Despite these challenges to U.S. E&P activity, the nation has made progress in terms of oil and gas projects over the past decade, while Canada has fallen behind. While the Keystone Pipeline was derailed, the United States has built and approved other pipelines in the past 10 years. But Canada has made no progress in that time with its LNG projects, said Deborah Yedlin, business columnist with the Calgary Herald, during a panel discussion on the changing dynamics in North America and what the future of the United States, Canada and Mexico might look like in 2020.
“There’s an increasing sense that, because of shifting economics, we are at risk of losing the window” to enter the global LNG market, Yedlin commented.
However, Yedlin sees cause for optimism in the form of new Prime Minister Justin Trudeau. While his father, former Canadian Prime Minister Pierre Trudeau, had a rocky relationship with Canada’s oil patch, Justin Trudeau has already visited Calgary four times since taking office in October. The number of visits is more than that of former Prime Minister Stephen Harper. In Harper’s time in office, Canada made no meaningful progress on energy projects such as pipelines.
Yedlin noted that Justin Trudeau does seem to understand both the importance of energy to Canada’s economy and to environmental concerns, and is seeking to bring together regional and industry leaders to find ways to move development forward. He also may be changing his stance on Northern Gateway in regard to the tanker ban offshore Western Canada, realizing that some exemptions could be made. While challenges remain, Yedlin believes that Justin Trudeau will be able to make headway once the fire that has threatened oil sands operations near Fort McMurray, Alberta has been extinguished.

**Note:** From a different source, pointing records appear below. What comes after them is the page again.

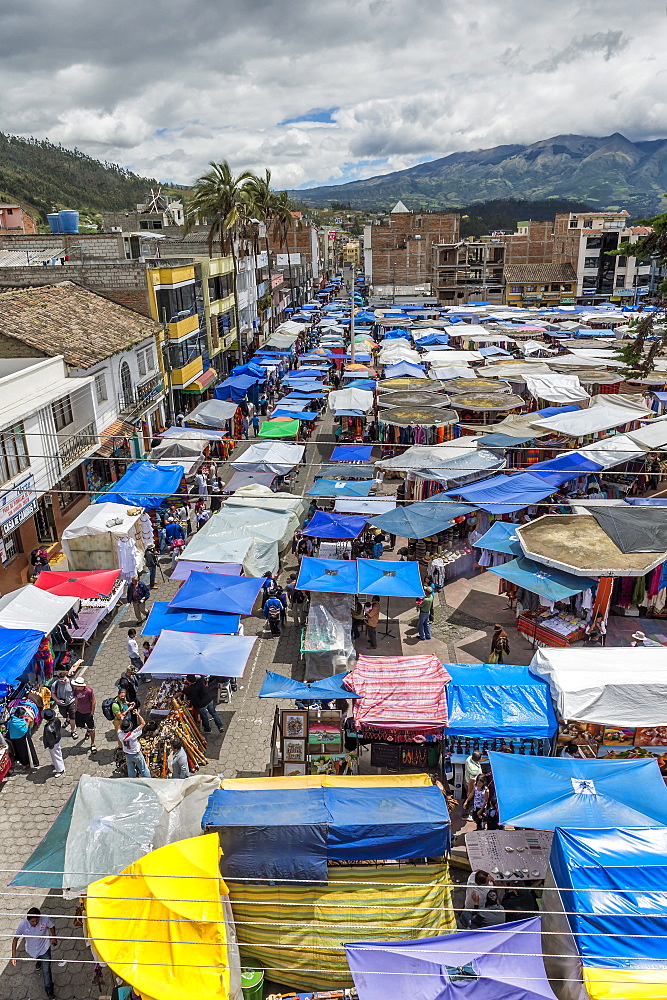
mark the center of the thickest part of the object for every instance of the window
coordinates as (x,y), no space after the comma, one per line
(12,546)
(71,488)
(13,452)
(62,412)
(101,387)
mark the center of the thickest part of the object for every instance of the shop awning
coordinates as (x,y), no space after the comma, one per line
(402,692)
(185,653)
(500,702)
(204,622)
(620,687)
(502,962)
(204,382)
(17,650)
(216,592)
(552,584)
(338,488)
(547,792)
(34,610)
(334,526)
(145,484)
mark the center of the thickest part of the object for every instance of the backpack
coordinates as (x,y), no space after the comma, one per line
(106,708)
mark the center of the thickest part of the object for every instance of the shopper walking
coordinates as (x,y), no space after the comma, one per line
(84,713)
(500,645)
(39,934)
(51,734)
(128,736)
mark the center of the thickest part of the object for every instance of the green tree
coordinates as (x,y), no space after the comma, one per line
(217,201)
(262,201)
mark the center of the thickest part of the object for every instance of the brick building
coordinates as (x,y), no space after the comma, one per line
(401,246)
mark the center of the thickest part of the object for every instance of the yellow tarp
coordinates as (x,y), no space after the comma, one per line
(328,781)
(625,984)
(297,933)
(166,936)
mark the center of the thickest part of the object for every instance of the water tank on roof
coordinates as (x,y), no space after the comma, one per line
(69,221)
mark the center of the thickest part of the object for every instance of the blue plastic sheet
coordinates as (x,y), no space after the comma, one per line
(389,579)
(538,579)
(278,686)
(338,489)
(351,453)
(546,792)
(17,650)
(418,520)
(145,485)
(234,595)
(612,882)
(328,576)
(205,622)
(335,527)
(494,701)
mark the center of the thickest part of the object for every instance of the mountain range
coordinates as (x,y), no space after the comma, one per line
(609,172)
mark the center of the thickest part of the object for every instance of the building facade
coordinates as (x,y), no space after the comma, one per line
(48,430)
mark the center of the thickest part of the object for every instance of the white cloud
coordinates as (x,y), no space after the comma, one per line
(165,88)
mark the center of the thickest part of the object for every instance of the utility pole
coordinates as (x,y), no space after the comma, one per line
(352,351)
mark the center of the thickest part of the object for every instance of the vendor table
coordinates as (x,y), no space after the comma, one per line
(510,855)
(548,629)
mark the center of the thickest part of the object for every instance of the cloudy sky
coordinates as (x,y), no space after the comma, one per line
(326,92)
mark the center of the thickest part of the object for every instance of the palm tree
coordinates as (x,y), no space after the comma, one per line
(262,201)
(285,221)
(217,200)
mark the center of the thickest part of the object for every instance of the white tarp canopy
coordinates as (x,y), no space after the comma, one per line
(212,413)
(217,543)
(604,413)
(561,389)
(619,687)
(613,451)
(350,399)
(426,456)
(653,435)
(29,607)
(270,456)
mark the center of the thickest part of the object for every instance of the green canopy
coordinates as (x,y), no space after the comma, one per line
(279,428)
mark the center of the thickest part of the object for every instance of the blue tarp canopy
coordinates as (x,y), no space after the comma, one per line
(278,686)
(418,520)
(545,792)
(17,649)
(233,595)
(501,962)
(183,653)
(351,453)
(503,494)
(501,537)
(189,621)
(144,485)
(328,576)
(498,701)
(335,527)
(271,833)
(334,488)
(613,884)
(389,579)
(432,338)
(538,579)
(559,470)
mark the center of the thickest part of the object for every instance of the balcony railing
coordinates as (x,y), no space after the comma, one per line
(77,445)
(139,396)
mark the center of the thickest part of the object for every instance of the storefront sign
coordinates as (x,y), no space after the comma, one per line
(17,505)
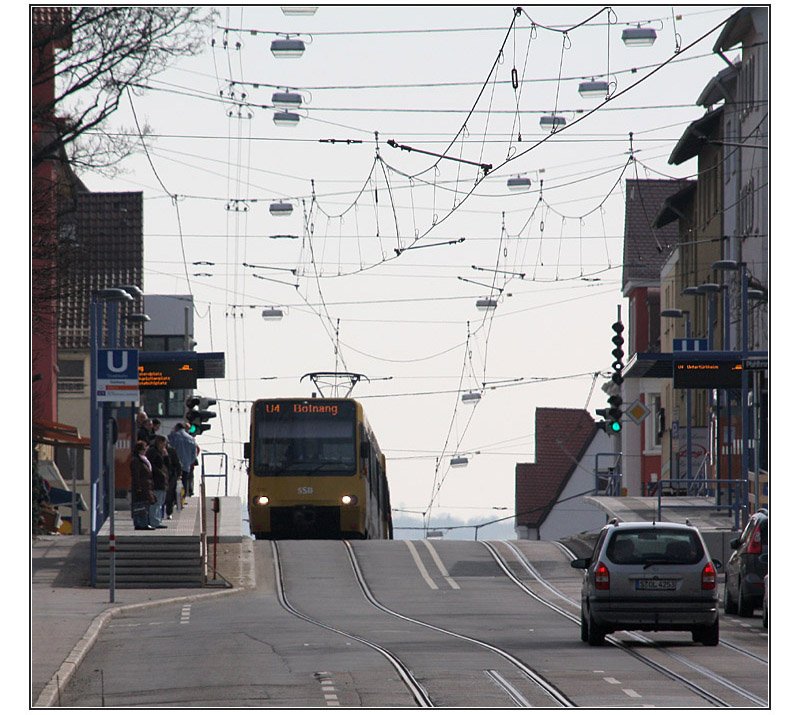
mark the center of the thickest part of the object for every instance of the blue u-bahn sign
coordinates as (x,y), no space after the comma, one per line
(117,375)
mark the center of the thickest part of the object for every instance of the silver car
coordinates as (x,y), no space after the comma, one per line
(649,576)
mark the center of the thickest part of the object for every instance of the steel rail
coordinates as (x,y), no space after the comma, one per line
(571,555)
(551,690)
(417,691)
(697,689)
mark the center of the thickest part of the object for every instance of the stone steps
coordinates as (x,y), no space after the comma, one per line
(150,561)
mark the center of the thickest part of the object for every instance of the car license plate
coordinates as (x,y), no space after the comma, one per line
(656,584)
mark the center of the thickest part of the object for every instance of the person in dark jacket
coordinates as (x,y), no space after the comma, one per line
(159,461)
(173,498)
(142,491)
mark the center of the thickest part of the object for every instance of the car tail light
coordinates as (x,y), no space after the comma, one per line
(754,545)
(708,580)
(602,577)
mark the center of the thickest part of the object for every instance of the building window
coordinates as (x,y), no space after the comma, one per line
(165,403)
(69,461)
(71,378)
(654,425)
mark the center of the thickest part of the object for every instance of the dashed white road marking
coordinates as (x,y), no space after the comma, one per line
(440,565)
(328,690)
(421,566)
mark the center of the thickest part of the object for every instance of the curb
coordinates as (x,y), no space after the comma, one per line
(51,692)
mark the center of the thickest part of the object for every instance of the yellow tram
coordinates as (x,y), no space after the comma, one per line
(315,471)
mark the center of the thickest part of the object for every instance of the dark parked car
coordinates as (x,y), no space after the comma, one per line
(649,576)
(747,566)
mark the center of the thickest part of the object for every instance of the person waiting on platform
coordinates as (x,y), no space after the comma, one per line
(187,450)
(159,463)
(173,486)
(142,491)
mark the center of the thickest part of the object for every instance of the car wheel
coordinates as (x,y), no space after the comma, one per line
(584,627)
(730,604)
(744,606)
(594,634)
(708,635)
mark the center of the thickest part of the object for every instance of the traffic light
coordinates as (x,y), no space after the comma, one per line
(617,353)
(614,414)
(197,413)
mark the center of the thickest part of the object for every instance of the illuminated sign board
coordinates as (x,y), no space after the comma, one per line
(160,375)
(300,408)
(707,373)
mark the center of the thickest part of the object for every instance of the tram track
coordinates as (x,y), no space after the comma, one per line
(554,693)
(696,688)
(417,691)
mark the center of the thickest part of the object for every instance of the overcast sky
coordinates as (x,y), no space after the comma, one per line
(380,265)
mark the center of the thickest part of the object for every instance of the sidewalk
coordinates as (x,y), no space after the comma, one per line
(67,614)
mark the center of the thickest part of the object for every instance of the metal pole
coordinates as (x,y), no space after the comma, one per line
(745,387)
(94,435)
(688,412)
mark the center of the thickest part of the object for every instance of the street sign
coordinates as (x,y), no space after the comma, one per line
(117,375)
(689,373)
(756,363)
(689,345)
(638,411)
(164,374)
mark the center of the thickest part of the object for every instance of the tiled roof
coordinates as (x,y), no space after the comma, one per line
(647,248)
(109,252)
(562,435)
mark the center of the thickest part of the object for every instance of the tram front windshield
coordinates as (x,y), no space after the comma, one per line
(289,443)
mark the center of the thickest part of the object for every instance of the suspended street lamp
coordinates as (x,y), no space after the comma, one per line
(281,208)
(284,118)
(287,100)
(552,121)
(518,183)
(287,47)
(593,88)
(639,36)
(272,313)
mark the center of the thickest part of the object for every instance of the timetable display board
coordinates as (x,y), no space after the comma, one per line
(160,375)
(700,373)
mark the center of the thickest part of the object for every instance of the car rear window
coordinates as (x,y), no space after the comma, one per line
(653,545)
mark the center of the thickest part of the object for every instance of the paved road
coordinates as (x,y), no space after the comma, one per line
(249,650)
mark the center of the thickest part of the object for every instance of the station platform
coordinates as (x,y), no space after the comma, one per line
(68,614)
(227,525)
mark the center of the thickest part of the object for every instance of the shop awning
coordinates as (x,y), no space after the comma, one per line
(55,433)
(63,497)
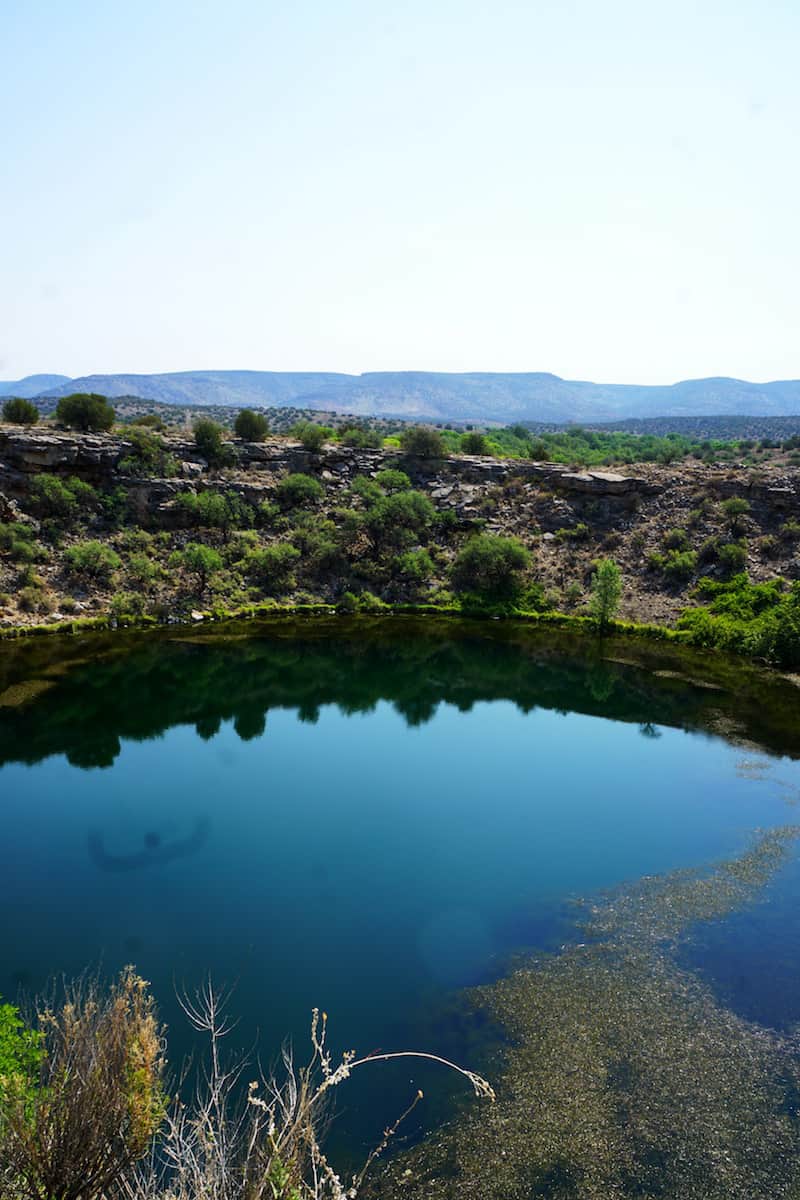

Canada offers an astonishing resource base, but much of it seems to be located in places even more remote than North Dakota’s Bakken play. Yedlin said Canada’s two primary goals are market access for its oil and gas and reducing emissions from its resources such as oil sands. The Canadian oil and gas industry has made a huge push toward technology to reduce emissions from oil sands.
While the United States still imports a significant amount of crude from Canada to meet U.S. refinery demand for sour, heavy crude, the boom in U.S. oil and gas production has made Canada appear less relevant in terms of oil. But Canada’s natural gas story is even more significant, she said. With Canada’s National Energy Board (NEB) forecasting Canadian gas exports to the United States to shrink to zero by 2040, Canada needs to find a market for its gas.
One major challenge for Canada’s energy goals is getting approval to gain access to tidewater offshore eastern and western Canada. Pipeline projects such as TransCanada’s Energy East, which would bring western Canadian oil to eastern Canadian refineries, has faced opposition from environmentalist groups. Earlier this month, environmentalists argued that the Quebec government’s decision to permit TransCanada to produce an impact study of the project in six weeks would undermine the entire review process and indicates the government is biased, the Montreal Gazette reported on May 9.
Enbridge’s Northern Gateway pipeline project also has faced delays as it seeks to satisfy the more than 200 conditions included in its 2014 permit to build the pipeline, firm up commitments with shippers and garner more support from local communities, The Star reported on Feb. 19. The pipeline has faced strong opposition from First Nations tribes in British Columbia, where most land is not covered by treaties. The pipeline would transport oil from northern Alberta to a deepwater port in Kitimat, B.C.
Canada must also restore confidence in the NEB, and shift the agency to be more goal-focused.
“The fact that Canada doesn’t have a coordinated sense of purpose going forward is the biggest challenge for Canadian energy,” Yedlin noted.